El Monopolio de los Mercados

Monopolio de los Mercados

El Monopolio de los Mercados, un Enemigo del Consumidor y de los Gobiernos

Todos conocemos del daño que provoca permitir la monopolización de los mercados, del tipo que sea. Se vicia la industria, se produce una competencia desleal, se afectan las reglas establecidas sobre defensa del consumidor y se ofrecen productos cada vez de menor calidad. Esto sin contar que produce el estancamiento de las labores productivas de otras empresas, al establecer barreras para su entrada en dichos mercados.

En muchos mercados es común escuchar las quejas de los consumidores, sobre la realidad de tener que comprar un determinado producto casi en contra de sus deseos, porque no existe otra marca comercial que les permita elegir otra opción.

En nuestra América Latina, muchos países carecen de regulaciones al respecto, lo que hace casi imposible gestiones de reclamos por parte de los consumidores, haciéndolos presas del monopolio comercial.

Es importante que el consumidor pueda expresar sus quejas sobre lo que no le satisface y mucho más importante, que éstas quejas sean atendidas responsablemente.
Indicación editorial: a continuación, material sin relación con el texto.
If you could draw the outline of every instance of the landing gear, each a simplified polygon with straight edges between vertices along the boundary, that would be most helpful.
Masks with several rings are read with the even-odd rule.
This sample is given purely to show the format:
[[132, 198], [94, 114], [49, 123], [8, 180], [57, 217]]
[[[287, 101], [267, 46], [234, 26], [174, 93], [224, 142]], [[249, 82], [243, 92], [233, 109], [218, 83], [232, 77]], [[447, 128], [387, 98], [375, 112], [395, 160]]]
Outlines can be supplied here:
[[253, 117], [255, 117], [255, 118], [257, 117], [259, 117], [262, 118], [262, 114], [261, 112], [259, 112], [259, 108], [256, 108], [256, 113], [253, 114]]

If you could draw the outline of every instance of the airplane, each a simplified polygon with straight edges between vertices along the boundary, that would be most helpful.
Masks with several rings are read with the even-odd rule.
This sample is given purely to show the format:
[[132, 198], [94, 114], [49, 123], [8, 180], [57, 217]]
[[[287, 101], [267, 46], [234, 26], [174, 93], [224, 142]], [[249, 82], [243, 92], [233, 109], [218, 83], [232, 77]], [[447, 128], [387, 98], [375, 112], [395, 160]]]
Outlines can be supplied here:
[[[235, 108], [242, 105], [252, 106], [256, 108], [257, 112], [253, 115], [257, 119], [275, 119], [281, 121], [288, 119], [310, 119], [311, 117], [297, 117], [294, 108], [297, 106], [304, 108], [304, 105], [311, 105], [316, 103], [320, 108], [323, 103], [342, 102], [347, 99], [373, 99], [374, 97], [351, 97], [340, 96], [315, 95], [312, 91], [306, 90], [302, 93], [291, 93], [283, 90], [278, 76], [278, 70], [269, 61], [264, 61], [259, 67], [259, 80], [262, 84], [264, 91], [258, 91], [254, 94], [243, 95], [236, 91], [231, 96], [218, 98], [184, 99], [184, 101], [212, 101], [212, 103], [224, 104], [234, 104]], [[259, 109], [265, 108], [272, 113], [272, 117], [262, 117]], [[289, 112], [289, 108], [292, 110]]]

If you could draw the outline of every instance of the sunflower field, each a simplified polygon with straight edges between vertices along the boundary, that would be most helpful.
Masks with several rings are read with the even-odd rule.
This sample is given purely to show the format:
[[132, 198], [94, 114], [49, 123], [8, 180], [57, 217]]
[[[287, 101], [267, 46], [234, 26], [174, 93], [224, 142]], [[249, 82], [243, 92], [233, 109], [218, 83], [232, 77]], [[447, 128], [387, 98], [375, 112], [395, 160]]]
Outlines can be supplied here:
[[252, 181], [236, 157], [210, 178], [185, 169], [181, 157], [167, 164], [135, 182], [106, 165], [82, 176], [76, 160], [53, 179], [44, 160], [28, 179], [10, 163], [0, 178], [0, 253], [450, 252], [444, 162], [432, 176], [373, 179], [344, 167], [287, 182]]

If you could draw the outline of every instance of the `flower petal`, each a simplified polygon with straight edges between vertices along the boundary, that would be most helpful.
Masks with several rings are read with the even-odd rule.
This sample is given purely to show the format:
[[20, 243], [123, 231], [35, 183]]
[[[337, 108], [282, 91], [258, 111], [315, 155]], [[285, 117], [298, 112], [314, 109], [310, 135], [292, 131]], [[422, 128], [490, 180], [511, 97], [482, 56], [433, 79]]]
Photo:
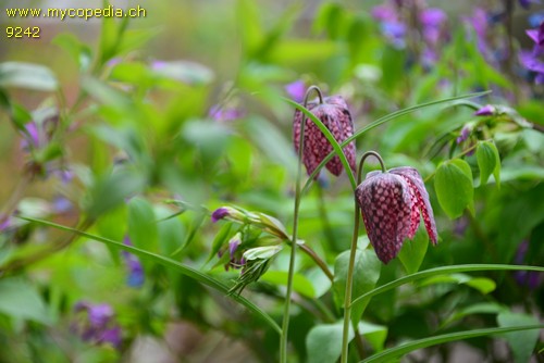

Es la única manera de que el consumidor sienta que el dinero que paga por un producto o servicio está garantizado.

Los gobiernos deben fomentar la productividad en sus mercados, producir facilidades a las empresas para que generen negocios, bajo un ambiente competitivo leal y equitativo.

Son nuestros gobiernos quienes más interés deben mostrar por organizar, de manera determinante, el sistema de competencia de sus industrias, pues a mayor generación de negocios, mayor es la capacidad productiva de un país, mayor la llegada de los inversionistas, mejor el desarrollo productivo de las empresas y mayor la credibilidad de los consumidores en sus instituciones y gobiernos.

Con el advenimiento de los tratados de regionales de comercio, los mercados latinoamericanos se verán en la impostergable necesidad de establecer reglas de juego, en relación al monopolio de los mercados, ya que la introducción de productos provenientes de países que tienen regulaciones claras al respecto, podría provocar el descalabro de las industrias nacionales, al ofertar a los consumidores productos y servicios garantizados, que evidentemente tendrían mejor recepción.

Esto si lo vemos desde el punto de vista comercial, propiciaría un monopolio de las industrias extranjeras que introducirían sus productos en los mercados nacionales, desplazando a los nuestros; amparándose en un mejor servicio, mejores precios y mayores alternativas.

Es importante regular la competencia comercial de nuestros países, es necesario legislar responsablemente sobre el monopolio de los mercados, urge que los gobiernos otorguen facilidades para la instalación de nuevas empresas, es determinante lograr que nuestras industrias y sus procesos productivos se fortalezcan, y es más importante aún escuchar a nuestros consumidores y garantizarles su inversión. Solo así conseguiremos insertarnos en los mercados globales sin temor a ser desplazados.